This is part of my final project for Creative Writing, it covers my humanities credit for Gen Ed. We were instructed to take two genres and write a ten to twenty page project between the two of them. I chose first person creative fiction and poetry. For my creative fiction section I wrote a series of four letters from the point of view of a thirteen year old who has been sent to fat camp against his will. I wanted it to be a sardonic, nihilistic piece but my teacher said that was too glib and wanted my character to change "for the better" while I agree that helps me to branch out as a writer I still feel that the original idea was more humorous.
Letters From Camp
To my dear Mother and Father,
Hey, family unit! It’s me, your loving first-born son, Billy, writing you all the way from the sunny, lakeside shores of Camp Sacajawea. I wish you could see it, the vast, green foliage settled on a majestic backdrop of rolling mountains and blue sky, all reflected upon the shimmering surface of Lake Whinniepoopoo. It's just as the brochure that I found in your sock drawer described it: “Camp Sacajawea: The perfect place for your plump progeny.”
Everything is going swell so far here at camp. The other kids are super nice . . . all four metric tons of them! I only know this number because the moment we stepped off the bus we were sped away to the “Reflection Room,” a large, mess-hall-like building where a giant cattle scale “reflected” everyone’s current weight. I found the process to be quite interesting because, apparently, in order to weigh us correctly the counselors were instructed to strip us down to our underwear, take our luggage and our money, and then proceeded to take our dignity by giving us all special nicknames; my nickname is “Moobs” a clever conjunction on the term man-boobs.
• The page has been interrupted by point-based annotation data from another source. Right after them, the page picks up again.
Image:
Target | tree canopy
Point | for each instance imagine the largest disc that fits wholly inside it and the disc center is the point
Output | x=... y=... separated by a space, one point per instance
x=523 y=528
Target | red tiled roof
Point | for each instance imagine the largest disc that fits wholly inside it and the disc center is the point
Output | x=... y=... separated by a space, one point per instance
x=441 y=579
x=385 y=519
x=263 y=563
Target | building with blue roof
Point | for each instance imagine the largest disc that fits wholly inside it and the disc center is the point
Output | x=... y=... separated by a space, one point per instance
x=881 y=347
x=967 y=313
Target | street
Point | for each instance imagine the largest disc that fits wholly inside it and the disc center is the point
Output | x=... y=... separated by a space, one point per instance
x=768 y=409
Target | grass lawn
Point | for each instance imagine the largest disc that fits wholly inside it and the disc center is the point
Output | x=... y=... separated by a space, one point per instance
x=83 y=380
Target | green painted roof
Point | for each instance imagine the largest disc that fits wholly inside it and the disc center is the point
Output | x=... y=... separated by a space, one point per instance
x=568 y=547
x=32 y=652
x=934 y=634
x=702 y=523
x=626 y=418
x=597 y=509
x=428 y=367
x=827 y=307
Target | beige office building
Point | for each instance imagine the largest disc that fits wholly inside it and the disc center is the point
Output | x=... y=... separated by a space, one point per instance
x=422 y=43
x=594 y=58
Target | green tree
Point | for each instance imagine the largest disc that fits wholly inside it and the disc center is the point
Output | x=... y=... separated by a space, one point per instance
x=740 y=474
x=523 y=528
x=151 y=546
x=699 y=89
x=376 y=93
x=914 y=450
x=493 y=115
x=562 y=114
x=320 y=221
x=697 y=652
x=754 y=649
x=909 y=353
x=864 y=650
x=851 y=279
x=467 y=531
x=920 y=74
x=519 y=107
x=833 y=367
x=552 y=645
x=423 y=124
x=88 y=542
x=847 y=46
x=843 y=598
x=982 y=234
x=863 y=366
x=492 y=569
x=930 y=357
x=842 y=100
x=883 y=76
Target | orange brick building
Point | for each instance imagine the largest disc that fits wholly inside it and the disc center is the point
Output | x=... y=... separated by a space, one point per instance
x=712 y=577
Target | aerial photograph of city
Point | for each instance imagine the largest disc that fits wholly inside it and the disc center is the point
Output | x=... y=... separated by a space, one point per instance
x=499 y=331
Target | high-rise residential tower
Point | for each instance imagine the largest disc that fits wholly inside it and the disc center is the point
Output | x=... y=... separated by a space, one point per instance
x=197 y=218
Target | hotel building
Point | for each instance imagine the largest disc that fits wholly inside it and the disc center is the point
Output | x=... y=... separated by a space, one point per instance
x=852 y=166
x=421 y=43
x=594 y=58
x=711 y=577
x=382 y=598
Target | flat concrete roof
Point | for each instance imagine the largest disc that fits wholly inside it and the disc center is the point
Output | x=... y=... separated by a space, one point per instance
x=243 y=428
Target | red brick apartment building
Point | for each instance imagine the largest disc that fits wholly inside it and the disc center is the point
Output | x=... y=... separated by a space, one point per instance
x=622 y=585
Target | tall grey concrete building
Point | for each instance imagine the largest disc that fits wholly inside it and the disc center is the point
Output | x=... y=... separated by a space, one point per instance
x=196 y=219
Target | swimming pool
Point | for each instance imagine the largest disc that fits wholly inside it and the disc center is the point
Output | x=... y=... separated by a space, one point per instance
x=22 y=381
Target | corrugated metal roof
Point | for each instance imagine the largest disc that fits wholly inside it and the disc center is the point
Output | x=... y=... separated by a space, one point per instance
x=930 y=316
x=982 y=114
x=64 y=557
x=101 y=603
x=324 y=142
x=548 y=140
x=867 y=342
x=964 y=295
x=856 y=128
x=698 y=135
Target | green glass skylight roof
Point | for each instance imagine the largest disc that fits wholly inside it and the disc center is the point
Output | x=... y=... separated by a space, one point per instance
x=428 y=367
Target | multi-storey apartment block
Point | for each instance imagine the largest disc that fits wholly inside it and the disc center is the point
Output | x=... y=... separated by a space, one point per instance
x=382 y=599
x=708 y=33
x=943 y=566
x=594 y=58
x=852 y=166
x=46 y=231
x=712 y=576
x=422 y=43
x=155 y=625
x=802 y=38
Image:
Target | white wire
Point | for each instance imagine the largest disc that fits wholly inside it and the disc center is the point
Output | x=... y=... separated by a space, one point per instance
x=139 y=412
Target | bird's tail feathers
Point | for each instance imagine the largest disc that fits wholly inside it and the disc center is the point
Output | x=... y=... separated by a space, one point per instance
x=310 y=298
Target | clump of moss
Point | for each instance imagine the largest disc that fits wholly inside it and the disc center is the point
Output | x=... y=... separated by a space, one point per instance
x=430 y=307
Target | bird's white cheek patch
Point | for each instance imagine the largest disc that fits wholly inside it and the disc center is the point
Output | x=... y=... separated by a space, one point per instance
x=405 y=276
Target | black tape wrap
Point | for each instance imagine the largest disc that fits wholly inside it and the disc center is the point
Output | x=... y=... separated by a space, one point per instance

Once they measured our weight (mine being a hearty 190, which, apparently, is overweight for a 5 foot 5 inch thirteen-year-old) and gave us our nicknames, we were taken to the sleeping quarters. Our bunks are typical of any camp except for one small detail: as a new member to a camp for “weight-challenged individuals,” I find it odd that they didn't think to reinforce the beds. Apparently the golem that had occupied my bunk prior to my camp experience was much heavier than myself. This is, of course, an assumption based off the fact that my bed springs had committed hara-kiri and have left a disemboweled mess of springs and steel. Now when I lay down I sink down to the floor and sleep in my mattress cocoon.
After we unpacked what was left of our belongings, we were introduced to our counselors, who then raided our materials for contraband.
My favorite counselor so far is Head Counselor Chip, a surly ex-Navy Seal with a glass eye. He has helped us “find our fit” through such clever motivational phrases as, “Find your fit.”
When asked about how he lost his eye, Head Counselor Chip popped out the glass peeper already in his head and stated, “I gouged it out so I could get a better look at how much you've let yourselves go.” He chuckled lightly and proceeded to drop the eye into my hand. Hours later, when I awoke in the first aid hutch, I was told that I had blacked out and was informed that the reason my throat hurt was because I had been screaming so loudly.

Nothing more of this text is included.